Although train planning skills are a vital ingredient, decisions about track access remain a matter for the regulator, with the function of the Office of Rail and Road remaining unchanged. This is important, because the availability of paths for a growing number of freight services will bring inevitable conflict with GBR aspirations to sponsor more passenger services.
There is to be a statutory growth target for freight traffic. This is a welcome measure but will be challenging, because although new intermodal traffic flows are boosting volume, the legacy bulk trainload activity continues to decline in sectors such as the steel industry, and in the elimination of coal movements for electricity generation which was once the largest rail freight activity.
In this category, it is only the demand for construction materials that is buoyant. Much of this is associated with building HS2, although targets for increased housing development will also provide a stimulus for rail traffic. The effect can be seen in the last financial year, with rail holding a market share of just 4% for tonnes lifted and a 7% share of tonne kilometres hauled.
It is unclear what interventions will be necessary if targeted freight growth does not take place. Infrastructure improvements are in the pipeline to allow full-length (120 SLU - 775 metres) intermodal services to run over a larger part of the network, and in particular trans-Pennine routes. An increased number of rail-connected distribution hubs are also available that reflect the growth in consumer home deliveries.
Growth will need innovation, and a recent agreement by NR to waive track access charges for new traffic flows for an initial six-month period will reduce overheads, as traffic builds up on new flows to deliver a sustainable financial outcome.

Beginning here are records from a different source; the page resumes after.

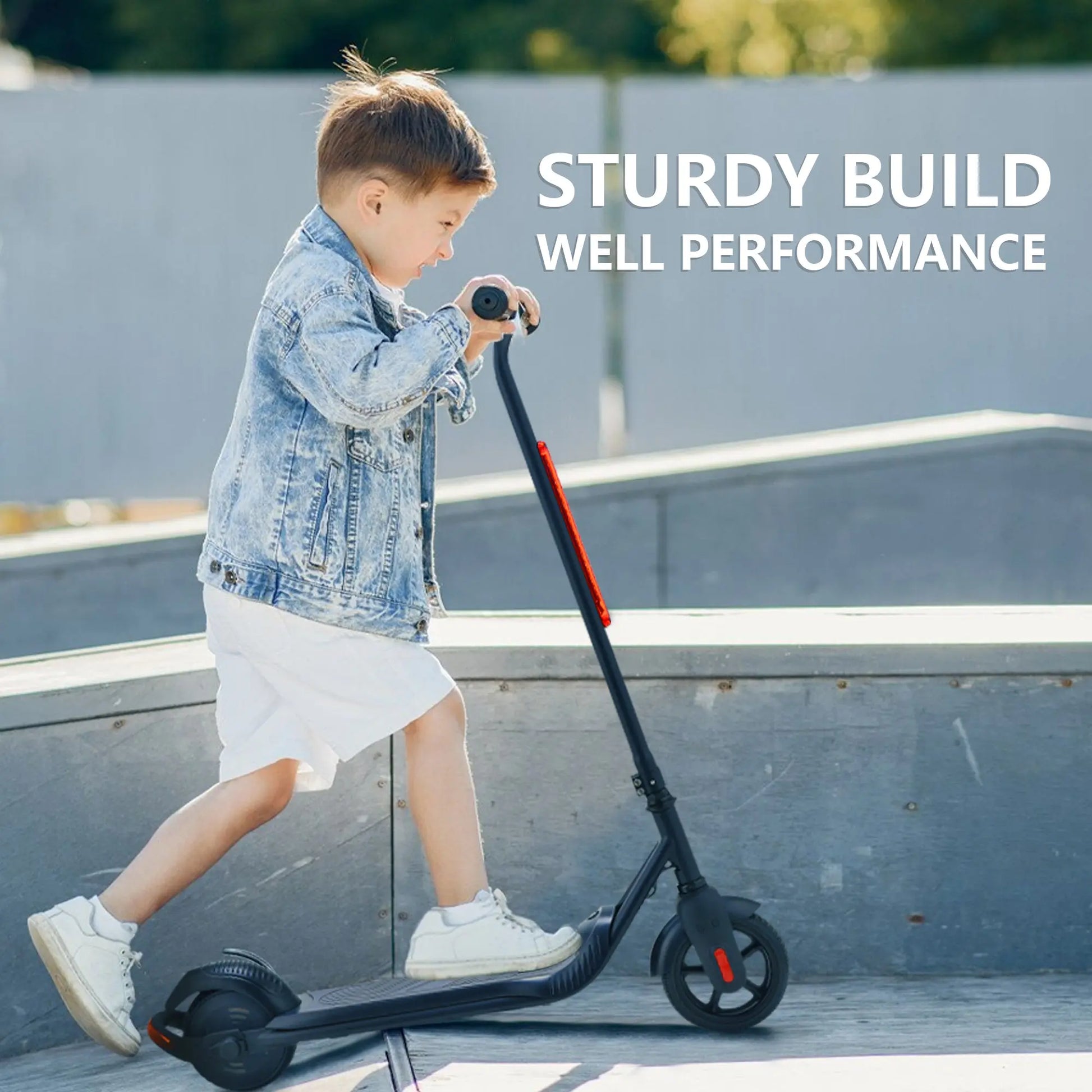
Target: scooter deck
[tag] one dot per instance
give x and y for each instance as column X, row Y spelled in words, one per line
column 401, row 1003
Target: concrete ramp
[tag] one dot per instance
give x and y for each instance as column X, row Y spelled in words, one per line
column 972, row 508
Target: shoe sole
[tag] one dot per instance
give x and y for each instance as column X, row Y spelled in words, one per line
column 78, row 997
column 469, row 969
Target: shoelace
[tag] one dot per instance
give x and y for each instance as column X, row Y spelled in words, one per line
column 524, row 924
column 129, row 958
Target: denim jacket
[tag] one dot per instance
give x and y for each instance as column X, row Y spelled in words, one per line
column 323, row 499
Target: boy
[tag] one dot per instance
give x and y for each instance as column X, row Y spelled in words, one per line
column 318, row 565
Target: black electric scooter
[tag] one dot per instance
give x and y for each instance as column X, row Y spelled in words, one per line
column 723, row 968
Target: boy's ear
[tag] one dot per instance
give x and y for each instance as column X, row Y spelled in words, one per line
column 369, row 198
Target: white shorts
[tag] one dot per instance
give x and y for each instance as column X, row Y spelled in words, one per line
column 291, row 687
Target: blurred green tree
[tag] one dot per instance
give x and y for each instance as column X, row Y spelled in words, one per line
column 777, row 38
column 755, row 38
column 929, row 33
column 489, row 35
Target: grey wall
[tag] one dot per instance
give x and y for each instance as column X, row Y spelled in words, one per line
column 841, row 778
column 995, row 518
column 713, row 356
column 140, row 218
column 139, row 222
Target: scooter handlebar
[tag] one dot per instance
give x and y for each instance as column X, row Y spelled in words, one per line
column 489, row 302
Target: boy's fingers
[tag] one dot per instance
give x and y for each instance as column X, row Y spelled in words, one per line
column 534, row 311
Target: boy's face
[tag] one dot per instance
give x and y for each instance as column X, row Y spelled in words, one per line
column 404, row 236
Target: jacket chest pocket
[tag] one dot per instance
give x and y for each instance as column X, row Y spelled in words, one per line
column 386, row 449
column 325, row 505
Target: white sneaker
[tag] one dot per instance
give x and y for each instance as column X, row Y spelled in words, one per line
column 496, row 942
column 92, row 972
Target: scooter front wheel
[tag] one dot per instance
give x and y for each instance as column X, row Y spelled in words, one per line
column 696, row 998
column 224, row 1011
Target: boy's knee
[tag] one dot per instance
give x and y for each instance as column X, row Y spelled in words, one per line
column 447, row 718
column 270, row 791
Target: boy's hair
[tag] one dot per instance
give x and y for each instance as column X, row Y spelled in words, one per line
column 401, row 127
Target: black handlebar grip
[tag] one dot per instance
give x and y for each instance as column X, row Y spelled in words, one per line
column 489, row 302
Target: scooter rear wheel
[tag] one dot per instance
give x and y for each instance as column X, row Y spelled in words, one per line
column 696, row 998
column 224, row 1011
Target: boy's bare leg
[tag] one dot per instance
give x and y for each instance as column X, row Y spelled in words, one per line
column 196, row 837
column 443, row 801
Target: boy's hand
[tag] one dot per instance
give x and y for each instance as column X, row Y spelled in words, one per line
column 484, row 331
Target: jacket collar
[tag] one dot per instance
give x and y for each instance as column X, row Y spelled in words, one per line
column 320, row 227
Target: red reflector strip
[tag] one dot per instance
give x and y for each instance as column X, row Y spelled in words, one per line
column 575, row 534
column 158, row 1036
column 722, row 962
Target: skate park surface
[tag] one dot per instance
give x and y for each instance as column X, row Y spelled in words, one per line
column 900, row 788
column 960, row 1034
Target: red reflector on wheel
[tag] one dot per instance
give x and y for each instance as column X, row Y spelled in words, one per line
column 575, row 534
column 722, row 962
column 158, row 1036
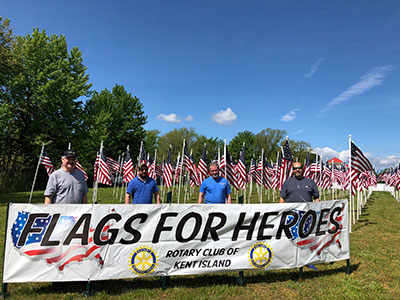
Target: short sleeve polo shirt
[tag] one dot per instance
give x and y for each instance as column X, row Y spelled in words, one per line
column 303, row 190
column 215, row 190
column 142, row 191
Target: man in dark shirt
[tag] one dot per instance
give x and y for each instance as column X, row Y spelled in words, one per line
column 299, row 188
column 142, row 188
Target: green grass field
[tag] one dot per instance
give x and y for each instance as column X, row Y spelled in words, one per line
column 375, row 259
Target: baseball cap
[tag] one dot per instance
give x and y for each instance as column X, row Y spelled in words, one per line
column 70, row 153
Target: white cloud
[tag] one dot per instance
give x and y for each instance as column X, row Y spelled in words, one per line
column 290, row 116
column 314, row 67
column 171, row 118
column 189, row 118
column 378, row 162
column 224, row 117
column 298, row 131
column 373, row 78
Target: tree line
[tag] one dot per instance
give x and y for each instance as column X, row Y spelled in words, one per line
column 46, row 98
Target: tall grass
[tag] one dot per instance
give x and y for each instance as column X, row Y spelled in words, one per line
column 375, row 259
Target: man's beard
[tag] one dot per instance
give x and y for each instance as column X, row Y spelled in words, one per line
column 299, row 177
column 143, row 176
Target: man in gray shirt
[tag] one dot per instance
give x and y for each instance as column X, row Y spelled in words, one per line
column 66, row 185
column 299, row 188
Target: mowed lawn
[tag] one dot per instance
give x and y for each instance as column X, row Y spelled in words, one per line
column 375, row 260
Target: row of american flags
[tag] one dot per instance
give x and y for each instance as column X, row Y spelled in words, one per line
column 355, row 177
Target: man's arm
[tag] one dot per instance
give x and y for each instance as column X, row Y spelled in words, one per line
column 157, row 195
column 48, row 199
column 201, row 195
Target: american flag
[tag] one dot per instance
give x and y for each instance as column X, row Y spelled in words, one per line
column 168, row 170
column 202, row 166
column 241, row 170
column 187, row 162
column 128, row 167
column 358, row 160
column 104, row 174
column 312, row 241
column 159, row 170
column 327, row 177
column 59, row 256
column 80, row 168
column 96, row 166
column 178, row 168
column 113, row 165
column 193, row 174
column 286, row 167
column 46, row 162
column 226, row 168
column 264, row 175
column 152, row 169
column 142, row 155
column 276, row 174
column 307, row 167
column 252, row 171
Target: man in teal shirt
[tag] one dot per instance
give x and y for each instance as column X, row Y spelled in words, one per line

Other tools include the Mode Shift Revenue Support scheme, whereby grants are available when rail transport costs exceed road haulage rates. However, in the past, the number of qualifying flows has been restricted by a budget ceiling, and the Freight Facilities Grant that covers terminals and rolling stock is not currently available in England.
A more drastic approach would be to impose planning restrictions on the number of road vehicle movements at appropriate ports, which could be justified as a measure to reduce the emission of harmful pollutants. If rail growth targets are not achieved, it is inevitable that this will be the direction of future policy.